「THE THREE BILLY GOATS GRUFF」(三びきのやぎのがらがらどん) ―vol.05

 
作・絵:マーシャ・ブラウン 訳:瀬田貞二 吹込:渡辺美佐子/エリザベス・ハンドーヴァー ラボ教育センター(ラボ出版) 価格:2,750円

 澄みきった空が高くなり読書を楽しむ季節となりました。今月のお話はノルウェーの昔話『THE THREE BILLY GOATS GRUFF(三びきのやぎのがらがらどん)』。アメリカの絵本作家マーシャ・ブラウンの迫力ある絵本です。

 「がらがらどん」という同じ名前の三匹のやぎは、山の草場で太ろうと山へ登っていきます。途中に谷川があり橋を渡らなければなりません。ところが橋の下には気味の悪い大きなトロル(北欧の昔話によく登場する妖精)が住んでいます。

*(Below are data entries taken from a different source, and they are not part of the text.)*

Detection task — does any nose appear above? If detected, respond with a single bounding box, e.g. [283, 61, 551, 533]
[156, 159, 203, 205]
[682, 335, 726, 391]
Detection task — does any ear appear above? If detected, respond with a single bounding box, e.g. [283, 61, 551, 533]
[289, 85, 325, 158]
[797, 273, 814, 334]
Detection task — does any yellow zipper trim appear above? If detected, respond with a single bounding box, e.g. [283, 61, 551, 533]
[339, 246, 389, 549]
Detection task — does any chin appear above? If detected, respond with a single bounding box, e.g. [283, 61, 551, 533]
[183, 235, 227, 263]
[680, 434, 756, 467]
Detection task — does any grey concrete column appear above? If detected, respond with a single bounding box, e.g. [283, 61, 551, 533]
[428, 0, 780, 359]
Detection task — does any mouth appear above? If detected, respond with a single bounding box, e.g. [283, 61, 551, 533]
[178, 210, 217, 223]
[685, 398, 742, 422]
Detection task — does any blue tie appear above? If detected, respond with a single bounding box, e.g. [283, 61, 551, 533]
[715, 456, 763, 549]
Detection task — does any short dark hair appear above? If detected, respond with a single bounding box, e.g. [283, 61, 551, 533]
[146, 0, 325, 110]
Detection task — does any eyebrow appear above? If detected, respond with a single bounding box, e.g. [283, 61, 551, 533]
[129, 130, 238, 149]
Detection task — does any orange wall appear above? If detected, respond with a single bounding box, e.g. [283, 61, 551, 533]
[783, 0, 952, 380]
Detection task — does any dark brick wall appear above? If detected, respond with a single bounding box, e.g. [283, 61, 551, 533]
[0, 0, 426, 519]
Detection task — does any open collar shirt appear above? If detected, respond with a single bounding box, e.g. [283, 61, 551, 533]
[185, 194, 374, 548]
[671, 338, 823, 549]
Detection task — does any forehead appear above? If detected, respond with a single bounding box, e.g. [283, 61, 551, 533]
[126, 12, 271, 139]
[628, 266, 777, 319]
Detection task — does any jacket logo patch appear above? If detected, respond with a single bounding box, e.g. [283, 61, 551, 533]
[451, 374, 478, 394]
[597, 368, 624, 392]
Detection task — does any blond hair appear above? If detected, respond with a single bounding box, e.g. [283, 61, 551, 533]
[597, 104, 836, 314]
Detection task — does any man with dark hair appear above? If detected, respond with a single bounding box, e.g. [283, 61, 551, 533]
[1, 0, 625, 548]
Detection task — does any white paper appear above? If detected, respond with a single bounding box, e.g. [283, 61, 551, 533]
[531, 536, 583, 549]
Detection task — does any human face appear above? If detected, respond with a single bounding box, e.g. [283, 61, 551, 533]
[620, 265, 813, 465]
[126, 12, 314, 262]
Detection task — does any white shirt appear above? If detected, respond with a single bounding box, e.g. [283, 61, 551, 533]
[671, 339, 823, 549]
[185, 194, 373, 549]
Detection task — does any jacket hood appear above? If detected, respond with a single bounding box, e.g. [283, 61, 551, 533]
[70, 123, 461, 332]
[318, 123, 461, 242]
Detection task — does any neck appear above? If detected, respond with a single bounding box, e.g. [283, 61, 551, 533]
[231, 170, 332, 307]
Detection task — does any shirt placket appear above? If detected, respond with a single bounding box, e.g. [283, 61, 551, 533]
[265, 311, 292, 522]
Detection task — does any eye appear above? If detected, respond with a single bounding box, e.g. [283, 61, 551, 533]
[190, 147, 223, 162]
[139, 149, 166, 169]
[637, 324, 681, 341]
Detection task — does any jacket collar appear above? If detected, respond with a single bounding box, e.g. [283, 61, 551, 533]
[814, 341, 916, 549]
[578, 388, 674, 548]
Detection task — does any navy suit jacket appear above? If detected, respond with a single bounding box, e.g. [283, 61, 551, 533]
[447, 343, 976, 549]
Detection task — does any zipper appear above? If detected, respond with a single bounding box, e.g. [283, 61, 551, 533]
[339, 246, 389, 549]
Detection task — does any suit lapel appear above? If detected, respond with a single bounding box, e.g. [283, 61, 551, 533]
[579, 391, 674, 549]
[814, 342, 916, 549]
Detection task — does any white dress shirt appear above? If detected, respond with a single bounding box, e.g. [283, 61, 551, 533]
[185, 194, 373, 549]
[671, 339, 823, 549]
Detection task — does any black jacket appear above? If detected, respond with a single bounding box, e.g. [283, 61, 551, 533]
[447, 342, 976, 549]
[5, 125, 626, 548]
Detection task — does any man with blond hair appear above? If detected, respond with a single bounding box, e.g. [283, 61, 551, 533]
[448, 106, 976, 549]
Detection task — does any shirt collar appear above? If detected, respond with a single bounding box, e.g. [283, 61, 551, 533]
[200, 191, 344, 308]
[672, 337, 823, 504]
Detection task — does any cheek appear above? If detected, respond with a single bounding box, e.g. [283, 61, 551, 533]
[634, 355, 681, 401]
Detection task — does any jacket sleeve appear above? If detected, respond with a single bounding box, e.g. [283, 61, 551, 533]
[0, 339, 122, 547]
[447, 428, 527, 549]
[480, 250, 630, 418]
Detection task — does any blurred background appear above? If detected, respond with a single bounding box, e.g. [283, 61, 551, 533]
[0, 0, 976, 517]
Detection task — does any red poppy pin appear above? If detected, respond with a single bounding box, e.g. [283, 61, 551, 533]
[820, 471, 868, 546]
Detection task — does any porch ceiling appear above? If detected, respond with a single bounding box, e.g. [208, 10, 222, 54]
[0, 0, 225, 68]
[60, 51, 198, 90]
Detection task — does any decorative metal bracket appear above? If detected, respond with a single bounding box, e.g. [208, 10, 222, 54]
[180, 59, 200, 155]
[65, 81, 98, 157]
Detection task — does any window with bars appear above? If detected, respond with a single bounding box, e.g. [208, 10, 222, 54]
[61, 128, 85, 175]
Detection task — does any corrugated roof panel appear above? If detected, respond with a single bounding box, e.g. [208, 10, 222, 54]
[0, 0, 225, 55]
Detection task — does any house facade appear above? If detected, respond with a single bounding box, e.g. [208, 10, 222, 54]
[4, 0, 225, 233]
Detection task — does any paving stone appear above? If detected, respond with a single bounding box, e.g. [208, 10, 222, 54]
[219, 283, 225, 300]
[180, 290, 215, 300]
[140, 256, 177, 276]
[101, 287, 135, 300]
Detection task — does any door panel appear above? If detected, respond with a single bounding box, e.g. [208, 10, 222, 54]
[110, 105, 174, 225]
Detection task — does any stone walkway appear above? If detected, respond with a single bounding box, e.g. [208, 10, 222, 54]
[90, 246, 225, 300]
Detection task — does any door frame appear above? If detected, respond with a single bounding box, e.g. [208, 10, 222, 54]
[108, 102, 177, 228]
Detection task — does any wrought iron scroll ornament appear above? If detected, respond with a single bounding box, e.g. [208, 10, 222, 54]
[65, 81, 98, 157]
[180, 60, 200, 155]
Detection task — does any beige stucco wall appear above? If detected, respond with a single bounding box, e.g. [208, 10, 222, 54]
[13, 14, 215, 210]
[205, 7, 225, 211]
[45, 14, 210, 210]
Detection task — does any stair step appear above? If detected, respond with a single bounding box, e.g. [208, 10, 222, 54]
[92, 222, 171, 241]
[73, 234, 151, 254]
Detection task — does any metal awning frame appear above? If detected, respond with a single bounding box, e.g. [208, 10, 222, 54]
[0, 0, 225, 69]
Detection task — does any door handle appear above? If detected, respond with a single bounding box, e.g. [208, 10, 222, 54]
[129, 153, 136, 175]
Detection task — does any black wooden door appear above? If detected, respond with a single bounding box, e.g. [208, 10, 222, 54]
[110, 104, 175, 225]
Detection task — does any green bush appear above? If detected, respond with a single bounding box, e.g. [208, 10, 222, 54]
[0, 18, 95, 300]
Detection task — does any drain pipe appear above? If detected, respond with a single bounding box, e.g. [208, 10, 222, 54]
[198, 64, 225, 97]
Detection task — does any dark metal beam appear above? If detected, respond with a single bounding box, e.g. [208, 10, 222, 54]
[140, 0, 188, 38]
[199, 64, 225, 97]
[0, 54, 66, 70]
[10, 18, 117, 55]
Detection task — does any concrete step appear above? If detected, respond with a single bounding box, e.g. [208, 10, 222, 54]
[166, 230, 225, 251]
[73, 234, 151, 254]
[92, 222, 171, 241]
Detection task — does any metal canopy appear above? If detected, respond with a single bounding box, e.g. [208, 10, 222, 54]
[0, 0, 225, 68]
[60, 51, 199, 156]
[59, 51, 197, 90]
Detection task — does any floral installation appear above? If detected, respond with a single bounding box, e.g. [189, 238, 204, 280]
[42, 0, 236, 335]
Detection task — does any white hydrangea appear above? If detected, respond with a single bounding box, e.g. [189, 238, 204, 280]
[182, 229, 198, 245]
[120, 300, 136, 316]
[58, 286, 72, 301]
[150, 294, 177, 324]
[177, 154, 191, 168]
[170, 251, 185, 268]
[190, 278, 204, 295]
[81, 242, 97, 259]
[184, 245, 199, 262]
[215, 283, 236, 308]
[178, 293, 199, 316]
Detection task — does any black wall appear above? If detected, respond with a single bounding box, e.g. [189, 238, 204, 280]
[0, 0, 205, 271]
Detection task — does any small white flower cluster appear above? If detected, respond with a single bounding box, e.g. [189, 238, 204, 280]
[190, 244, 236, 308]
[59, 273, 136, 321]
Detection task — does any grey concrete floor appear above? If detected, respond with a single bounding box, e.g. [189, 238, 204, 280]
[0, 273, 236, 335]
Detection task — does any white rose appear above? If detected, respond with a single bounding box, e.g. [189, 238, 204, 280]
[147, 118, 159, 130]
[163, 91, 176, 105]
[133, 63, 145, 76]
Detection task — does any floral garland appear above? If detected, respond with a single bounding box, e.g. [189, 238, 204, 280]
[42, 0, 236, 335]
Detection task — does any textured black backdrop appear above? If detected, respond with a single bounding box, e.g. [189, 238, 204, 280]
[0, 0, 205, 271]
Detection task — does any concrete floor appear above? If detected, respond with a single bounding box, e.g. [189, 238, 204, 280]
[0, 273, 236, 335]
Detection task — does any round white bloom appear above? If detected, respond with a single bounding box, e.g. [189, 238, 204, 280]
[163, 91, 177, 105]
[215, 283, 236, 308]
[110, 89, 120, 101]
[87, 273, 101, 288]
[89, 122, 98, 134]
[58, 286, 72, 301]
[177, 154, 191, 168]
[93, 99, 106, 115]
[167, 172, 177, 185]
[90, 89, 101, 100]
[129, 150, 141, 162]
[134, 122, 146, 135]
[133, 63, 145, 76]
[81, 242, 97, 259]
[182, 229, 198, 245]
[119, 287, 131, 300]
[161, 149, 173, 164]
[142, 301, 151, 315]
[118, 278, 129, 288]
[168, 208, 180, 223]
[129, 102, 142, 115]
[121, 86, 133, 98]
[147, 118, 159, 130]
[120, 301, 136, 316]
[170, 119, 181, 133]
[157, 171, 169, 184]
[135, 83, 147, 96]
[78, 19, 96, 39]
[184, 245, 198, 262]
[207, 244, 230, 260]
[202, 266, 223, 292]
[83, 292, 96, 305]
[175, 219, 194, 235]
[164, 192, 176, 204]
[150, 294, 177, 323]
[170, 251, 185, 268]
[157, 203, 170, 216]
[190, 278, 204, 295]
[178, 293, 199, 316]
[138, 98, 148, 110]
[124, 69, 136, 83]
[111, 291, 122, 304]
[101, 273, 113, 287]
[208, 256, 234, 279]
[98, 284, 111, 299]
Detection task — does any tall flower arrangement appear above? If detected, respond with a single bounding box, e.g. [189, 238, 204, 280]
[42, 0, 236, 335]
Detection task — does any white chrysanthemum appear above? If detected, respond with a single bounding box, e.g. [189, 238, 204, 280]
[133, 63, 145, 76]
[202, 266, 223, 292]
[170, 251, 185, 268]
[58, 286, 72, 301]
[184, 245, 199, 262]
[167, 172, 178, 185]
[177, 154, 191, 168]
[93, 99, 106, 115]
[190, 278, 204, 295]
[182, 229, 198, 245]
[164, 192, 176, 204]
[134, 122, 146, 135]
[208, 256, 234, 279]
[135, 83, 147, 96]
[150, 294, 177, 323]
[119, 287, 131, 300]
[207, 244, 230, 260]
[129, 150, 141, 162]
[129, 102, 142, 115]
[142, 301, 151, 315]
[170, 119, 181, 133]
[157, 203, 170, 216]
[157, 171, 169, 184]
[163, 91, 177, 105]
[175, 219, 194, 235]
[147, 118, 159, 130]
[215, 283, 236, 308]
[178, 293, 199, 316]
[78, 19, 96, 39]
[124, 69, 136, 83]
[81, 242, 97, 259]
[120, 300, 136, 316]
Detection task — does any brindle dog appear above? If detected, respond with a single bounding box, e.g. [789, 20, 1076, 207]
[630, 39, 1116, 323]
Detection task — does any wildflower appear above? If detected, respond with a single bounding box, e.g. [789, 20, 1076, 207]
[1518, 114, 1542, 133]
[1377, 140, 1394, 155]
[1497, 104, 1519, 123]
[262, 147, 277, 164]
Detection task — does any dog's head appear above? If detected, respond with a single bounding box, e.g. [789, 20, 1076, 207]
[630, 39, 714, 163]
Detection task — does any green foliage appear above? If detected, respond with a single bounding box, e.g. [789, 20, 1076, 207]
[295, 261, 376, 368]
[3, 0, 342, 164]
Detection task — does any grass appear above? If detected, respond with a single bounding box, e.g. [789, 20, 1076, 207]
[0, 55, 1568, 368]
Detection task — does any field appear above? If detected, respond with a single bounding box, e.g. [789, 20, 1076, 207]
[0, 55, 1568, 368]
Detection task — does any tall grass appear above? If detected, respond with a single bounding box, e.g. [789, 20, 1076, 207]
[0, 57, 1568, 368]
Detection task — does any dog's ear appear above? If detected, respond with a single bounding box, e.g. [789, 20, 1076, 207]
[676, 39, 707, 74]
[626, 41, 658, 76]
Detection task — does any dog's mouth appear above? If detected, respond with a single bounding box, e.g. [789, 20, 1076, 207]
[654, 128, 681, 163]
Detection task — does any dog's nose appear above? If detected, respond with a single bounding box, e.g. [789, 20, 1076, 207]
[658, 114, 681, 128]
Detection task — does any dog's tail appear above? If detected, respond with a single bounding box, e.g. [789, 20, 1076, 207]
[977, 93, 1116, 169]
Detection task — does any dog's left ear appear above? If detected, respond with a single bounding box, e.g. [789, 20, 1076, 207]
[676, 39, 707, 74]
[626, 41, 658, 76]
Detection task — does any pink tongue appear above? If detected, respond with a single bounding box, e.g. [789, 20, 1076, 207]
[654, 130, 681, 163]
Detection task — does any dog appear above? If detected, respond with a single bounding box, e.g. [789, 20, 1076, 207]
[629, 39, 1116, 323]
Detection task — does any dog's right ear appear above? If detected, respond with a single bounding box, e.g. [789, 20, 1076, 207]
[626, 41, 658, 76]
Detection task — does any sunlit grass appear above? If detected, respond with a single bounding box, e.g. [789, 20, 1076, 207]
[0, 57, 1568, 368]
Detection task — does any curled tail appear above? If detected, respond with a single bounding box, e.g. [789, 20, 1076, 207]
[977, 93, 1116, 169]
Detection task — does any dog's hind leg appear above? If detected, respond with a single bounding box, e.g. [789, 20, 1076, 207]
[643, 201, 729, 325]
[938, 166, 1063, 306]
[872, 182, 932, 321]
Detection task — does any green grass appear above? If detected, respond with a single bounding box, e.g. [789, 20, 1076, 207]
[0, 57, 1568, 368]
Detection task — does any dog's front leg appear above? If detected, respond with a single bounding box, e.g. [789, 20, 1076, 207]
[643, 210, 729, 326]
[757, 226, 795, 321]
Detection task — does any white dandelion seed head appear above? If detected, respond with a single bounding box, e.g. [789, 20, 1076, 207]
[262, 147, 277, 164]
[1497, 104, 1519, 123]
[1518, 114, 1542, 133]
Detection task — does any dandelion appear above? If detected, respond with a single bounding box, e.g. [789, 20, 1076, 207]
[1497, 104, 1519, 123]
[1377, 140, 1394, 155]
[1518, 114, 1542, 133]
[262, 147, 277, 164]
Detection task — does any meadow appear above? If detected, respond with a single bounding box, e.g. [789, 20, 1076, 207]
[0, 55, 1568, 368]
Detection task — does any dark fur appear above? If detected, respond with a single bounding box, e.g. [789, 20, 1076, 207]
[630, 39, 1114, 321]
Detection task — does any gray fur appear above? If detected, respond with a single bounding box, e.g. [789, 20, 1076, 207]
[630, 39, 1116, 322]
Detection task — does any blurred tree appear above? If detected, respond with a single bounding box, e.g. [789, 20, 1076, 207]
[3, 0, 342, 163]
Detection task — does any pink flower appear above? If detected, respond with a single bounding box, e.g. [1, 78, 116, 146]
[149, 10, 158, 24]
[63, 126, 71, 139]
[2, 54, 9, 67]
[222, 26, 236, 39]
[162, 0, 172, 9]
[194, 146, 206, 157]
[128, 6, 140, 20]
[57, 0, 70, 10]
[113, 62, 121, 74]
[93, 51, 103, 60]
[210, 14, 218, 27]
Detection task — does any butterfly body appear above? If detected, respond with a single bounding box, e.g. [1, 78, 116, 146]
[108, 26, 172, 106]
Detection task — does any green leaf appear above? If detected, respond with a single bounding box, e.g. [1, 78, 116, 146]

小さいやぎから順番に渡りますが、トロルは決まって
 「Now, I'm coming to gobble you up!」
 (ようし、きさまを ひとのみにしてやろう)
と怒鳴ります。小さいやぎと二番目のやぎは知恵と勇気を振りしぼり、「次にやってくるやぎは自分より大きい」といって見逃してもらいます。最後にやってきたのは一番大きいやぎのがらがらどん。
 「Well, come along! I've got two spears,」
 (さあこい! こっちにゃ 二ほんの やりが ある)
 「And I'll poke your eyeballs out at your ears.」 
 (これで めだまは でんがくざし)
 「I've got besides two great big stones,」
 (おまけに、おおきな いしも 二つ ある)
 「And I'll crush you to bits, body and bones.」
 (にくも ほねも こなごなに ふみくだくぞ!)
と強烈なことばを言い放ち、果敢にトロルに勝負を挑みます。さあ勝負はどうなってしまうのでしょうか。

 私の英語教室ラボ・パーティでは、子どもたちが三びきのやぎやトロルになって劇活動をします。この物語にはくり返しのセリフが多く、トロルのセリフも英語の音の響きがおもしろいので、大きな声でセリフを言っています。みなさんのご家庭でもお子さんと一緒に、この絵本をもとにごっこ遊びをしてみてください。小さいやぎが大きいトロルをやっつける展開には、子どもも大人もワクワクします。

 ラボ・パーティ講師 佐藤暁子 福島市出身、在住。絵本を通して英語力・社会力・コミュニケーション力を育てる「ラボ・パーティ」(本部・東京)の教室「ラボ佐藤パーティ」を2001年開講。趣味は舞台鑑賞。ラボ国際交流ボランティアリーダー。県内にラボ・パーティは17カ所あります。